In contrast, hiring a new employee can cost nearly $4,700 on average, according to the Society for Human Resource Management.
However, Prof. Alfes urges employers not to see quiet hiring as merely a cheap alternative to going to the labour market. “It’s lower cost, but also if it’s done well, it can be a strong motivational driver. Moving into different roles increases task variety and expands professional networks, while also giving the employee an opportunity to acquire new skills.
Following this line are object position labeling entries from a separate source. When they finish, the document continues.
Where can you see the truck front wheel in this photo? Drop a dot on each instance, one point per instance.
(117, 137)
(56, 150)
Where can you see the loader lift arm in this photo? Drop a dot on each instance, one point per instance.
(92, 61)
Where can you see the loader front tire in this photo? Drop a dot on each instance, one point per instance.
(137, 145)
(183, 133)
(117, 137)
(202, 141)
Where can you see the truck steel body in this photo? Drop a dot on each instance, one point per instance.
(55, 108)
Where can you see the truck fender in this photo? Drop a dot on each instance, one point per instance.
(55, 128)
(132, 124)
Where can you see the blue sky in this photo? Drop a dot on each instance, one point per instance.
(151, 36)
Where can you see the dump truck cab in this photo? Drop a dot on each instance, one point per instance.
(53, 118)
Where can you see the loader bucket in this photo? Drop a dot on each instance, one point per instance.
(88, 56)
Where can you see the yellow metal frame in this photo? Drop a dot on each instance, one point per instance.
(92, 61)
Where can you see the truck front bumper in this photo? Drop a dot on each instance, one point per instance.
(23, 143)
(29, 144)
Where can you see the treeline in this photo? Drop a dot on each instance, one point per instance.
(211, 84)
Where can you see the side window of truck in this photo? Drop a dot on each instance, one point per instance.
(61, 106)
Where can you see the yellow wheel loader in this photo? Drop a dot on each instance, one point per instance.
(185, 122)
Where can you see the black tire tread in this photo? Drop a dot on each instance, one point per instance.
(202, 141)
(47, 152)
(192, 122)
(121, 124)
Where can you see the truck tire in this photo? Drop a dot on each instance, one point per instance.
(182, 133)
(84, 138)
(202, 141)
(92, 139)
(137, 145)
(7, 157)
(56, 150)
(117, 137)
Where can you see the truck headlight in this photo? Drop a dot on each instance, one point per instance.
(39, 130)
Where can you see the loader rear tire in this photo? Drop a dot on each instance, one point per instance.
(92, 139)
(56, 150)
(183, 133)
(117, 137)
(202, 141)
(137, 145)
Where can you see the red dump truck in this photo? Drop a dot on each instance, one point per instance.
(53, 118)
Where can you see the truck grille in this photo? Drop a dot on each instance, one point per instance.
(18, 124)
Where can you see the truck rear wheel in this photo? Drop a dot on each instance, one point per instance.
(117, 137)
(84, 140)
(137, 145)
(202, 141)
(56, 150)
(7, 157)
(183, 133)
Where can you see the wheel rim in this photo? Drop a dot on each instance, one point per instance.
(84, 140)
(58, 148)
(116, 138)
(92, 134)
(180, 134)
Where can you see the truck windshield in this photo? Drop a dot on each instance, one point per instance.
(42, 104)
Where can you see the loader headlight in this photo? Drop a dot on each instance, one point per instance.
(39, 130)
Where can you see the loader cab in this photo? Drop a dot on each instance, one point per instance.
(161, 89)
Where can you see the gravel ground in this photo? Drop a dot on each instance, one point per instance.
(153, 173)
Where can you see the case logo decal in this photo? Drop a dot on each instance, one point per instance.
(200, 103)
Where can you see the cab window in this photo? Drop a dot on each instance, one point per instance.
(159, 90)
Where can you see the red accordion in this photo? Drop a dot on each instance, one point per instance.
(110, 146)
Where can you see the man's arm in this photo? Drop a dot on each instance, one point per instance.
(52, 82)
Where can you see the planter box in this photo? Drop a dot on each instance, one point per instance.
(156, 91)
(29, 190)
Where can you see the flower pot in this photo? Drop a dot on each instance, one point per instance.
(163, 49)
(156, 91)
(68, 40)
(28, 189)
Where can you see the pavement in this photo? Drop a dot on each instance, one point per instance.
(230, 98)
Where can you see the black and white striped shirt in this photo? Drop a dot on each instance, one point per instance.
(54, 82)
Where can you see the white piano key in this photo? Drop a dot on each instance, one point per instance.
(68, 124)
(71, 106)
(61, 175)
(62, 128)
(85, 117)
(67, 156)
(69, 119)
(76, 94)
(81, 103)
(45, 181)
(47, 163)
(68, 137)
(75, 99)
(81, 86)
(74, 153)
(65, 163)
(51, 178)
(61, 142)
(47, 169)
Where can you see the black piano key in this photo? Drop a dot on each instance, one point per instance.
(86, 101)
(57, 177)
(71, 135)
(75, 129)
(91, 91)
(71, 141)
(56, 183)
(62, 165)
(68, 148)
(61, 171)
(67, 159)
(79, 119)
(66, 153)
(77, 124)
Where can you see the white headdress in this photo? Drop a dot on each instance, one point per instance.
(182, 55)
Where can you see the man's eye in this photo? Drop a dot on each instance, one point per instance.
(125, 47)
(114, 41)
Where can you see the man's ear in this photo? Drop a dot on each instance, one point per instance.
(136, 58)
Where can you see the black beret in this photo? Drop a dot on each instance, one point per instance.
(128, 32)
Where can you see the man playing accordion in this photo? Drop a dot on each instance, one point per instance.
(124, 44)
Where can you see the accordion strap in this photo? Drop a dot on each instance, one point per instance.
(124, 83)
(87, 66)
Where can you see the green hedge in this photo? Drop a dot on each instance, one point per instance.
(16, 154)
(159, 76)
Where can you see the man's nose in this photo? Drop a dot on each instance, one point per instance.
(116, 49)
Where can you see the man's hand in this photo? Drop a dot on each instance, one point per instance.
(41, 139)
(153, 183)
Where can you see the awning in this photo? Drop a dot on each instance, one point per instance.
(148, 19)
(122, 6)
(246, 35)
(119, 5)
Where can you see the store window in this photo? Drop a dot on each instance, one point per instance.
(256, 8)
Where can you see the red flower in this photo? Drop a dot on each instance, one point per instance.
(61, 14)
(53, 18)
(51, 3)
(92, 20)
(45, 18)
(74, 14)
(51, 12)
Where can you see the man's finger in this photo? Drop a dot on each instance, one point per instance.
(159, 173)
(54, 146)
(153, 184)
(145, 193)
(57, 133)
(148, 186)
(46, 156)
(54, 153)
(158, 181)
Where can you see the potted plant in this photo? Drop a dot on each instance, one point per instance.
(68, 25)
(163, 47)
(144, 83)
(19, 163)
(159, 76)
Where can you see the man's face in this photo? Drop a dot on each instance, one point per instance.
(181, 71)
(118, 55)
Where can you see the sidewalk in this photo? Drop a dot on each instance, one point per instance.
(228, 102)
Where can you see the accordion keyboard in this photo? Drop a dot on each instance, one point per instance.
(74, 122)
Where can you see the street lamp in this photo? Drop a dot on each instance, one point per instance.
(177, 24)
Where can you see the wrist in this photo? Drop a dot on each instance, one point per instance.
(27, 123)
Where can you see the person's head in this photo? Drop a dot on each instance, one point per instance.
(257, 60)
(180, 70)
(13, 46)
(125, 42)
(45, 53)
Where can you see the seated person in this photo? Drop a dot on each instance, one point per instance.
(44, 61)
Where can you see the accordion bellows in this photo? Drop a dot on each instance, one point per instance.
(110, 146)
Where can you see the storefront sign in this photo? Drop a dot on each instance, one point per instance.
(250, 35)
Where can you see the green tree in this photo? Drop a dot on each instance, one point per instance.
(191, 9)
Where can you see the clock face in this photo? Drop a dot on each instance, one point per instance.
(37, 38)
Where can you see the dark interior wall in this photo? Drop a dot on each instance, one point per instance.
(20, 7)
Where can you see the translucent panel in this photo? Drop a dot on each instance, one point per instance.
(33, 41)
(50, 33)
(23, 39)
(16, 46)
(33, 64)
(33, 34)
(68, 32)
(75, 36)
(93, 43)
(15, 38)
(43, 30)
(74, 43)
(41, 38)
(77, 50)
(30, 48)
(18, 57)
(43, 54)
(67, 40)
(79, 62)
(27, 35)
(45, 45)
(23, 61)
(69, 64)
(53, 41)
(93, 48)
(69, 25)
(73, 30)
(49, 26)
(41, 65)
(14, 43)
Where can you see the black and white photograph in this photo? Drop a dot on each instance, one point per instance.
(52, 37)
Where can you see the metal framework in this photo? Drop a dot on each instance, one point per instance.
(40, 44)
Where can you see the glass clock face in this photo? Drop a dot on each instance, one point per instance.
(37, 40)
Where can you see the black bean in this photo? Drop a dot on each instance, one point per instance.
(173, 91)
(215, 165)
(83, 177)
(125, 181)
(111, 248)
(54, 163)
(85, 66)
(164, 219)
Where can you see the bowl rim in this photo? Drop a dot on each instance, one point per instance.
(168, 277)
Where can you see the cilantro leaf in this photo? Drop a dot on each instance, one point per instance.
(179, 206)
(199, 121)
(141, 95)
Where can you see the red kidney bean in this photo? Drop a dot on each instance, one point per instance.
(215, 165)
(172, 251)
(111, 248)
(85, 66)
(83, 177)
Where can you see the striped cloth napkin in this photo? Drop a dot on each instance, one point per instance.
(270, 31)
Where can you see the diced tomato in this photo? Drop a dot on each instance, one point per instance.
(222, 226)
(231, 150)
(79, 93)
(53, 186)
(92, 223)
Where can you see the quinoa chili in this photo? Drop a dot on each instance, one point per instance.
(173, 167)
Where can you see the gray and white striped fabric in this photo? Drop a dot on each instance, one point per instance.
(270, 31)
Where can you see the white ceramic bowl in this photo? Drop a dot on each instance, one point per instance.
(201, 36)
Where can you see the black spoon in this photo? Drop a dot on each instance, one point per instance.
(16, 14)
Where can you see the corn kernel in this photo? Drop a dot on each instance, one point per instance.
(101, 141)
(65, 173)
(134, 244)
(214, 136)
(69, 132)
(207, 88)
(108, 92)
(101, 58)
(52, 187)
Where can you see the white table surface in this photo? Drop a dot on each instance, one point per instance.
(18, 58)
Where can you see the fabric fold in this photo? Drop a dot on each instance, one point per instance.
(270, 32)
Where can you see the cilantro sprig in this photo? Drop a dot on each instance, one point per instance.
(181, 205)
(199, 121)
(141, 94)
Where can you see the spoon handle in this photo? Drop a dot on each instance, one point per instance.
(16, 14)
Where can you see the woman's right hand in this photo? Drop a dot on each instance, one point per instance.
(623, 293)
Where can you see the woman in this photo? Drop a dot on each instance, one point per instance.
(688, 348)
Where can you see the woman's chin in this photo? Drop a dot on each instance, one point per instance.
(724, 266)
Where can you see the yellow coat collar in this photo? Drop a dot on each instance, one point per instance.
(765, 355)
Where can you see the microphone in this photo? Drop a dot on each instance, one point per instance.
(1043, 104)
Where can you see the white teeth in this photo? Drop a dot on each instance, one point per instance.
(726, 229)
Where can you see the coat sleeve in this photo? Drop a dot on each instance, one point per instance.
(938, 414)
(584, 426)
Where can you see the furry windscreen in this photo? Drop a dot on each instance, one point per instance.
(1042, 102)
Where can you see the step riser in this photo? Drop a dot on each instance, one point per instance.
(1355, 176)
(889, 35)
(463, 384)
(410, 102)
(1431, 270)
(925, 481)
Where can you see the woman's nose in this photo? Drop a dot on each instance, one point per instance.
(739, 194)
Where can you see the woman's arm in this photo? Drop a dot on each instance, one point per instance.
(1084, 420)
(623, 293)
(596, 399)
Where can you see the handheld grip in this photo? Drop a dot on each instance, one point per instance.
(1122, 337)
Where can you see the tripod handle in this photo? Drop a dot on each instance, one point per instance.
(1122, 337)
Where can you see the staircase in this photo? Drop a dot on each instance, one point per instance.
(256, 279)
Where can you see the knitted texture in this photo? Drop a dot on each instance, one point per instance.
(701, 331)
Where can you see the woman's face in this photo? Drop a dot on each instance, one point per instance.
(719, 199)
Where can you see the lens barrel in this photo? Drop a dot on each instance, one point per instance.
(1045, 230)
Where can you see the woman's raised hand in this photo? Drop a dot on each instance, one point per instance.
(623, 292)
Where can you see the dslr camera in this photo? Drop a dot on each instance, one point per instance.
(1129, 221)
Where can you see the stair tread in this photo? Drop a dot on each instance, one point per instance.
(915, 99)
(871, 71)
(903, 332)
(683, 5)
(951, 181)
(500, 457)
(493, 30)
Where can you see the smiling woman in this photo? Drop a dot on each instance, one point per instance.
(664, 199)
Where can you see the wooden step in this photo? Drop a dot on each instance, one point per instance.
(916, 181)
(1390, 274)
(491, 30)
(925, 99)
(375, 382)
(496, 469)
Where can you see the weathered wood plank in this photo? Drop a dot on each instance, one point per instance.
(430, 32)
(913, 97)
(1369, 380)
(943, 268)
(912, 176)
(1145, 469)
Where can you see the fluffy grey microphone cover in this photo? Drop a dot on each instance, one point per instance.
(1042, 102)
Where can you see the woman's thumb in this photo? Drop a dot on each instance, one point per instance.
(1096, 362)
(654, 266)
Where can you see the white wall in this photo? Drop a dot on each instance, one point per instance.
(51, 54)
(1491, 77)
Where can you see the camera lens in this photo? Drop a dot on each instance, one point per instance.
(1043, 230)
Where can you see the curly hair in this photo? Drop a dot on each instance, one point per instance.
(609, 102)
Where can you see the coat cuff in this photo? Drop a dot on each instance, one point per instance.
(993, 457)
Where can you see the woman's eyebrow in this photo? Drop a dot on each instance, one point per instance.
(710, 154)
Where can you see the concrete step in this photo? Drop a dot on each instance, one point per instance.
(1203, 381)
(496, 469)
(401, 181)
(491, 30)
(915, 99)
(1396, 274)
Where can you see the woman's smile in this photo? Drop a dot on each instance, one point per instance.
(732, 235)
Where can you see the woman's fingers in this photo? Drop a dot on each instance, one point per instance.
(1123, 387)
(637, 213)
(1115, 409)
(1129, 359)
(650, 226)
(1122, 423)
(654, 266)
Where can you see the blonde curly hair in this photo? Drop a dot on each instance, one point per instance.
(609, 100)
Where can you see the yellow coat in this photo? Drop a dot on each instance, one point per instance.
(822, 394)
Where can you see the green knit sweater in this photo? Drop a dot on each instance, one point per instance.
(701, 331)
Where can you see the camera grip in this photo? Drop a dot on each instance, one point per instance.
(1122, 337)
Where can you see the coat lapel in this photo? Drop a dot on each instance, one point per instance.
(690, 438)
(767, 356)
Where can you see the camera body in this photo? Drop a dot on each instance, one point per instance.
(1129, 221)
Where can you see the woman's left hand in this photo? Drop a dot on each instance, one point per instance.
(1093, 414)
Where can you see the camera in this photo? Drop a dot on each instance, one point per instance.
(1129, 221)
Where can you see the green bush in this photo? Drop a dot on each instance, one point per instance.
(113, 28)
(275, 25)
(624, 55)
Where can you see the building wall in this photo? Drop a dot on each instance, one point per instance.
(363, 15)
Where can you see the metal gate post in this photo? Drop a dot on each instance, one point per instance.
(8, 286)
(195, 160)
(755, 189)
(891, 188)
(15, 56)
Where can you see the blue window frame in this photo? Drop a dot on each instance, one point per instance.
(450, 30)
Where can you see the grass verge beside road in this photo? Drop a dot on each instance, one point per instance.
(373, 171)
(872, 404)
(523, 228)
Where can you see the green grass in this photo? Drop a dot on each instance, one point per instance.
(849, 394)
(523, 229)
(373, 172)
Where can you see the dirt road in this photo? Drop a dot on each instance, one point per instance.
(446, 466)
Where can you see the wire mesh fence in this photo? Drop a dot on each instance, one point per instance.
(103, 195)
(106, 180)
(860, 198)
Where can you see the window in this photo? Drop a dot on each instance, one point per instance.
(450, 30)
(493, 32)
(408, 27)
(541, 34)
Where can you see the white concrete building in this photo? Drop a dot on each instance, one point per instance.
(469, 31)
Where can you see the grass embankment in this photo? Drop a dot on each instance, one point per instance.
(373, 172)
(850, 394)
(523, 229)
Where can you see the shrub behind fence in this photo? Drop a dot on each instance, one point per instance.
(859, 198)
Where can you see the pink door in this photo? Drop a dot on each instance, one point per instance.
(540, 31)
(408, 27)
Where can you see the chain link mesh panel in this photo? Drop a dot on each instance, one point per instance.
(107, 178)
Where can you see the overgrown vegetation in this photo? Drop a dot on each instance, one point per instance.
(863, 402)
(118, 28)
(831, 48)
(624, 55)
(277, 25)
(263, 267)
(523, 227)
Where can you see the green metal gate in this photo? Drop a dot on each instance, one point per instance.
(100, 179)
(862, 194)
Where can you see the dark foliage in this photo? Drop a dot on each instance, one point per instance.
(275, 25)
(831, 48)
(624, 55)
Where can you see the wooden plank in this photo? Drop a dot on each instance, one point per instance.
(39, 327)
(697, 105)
So, it can also be part of your wider talent management strategy that positions you as an attractive employer, one that doesn’t lose staff to the Great Resignation.”
What’s in it for me?
Yet quiet hiring can also frustrate employees, who may be moving into roles they are not interested in; Prof. Alfes reminds us. “To make quiet hiring work for them, employees need to communicate what they want out of the transition. They should be asking: what’s in it for me?”
The biggest risk is that employees feel like they are being exploited, she adds, so companies need to make sure they are fairly compensating staff for taking on additional tasks and responsibilities.
In addition, Prof. Alfes advises employers to think carefully about the long-term development of their staff, rather than dumping extra work on them just to fill an immediate hiring need. “It should not be an ad-hoc approach; it should be part of a wider strategic plan for human capital management.”
Finally, she says the starting point is investing in training and development for the existing workforce, so they have the capabilities that are needed to fill vacant positions, and can hit the ground running when they begin new roles. “Having invested in training before is a key success factor, so that people have adequate knowledge, skills and abilities to move fluidly between tasks and jobs, as the workplace becomes a more flexible space.”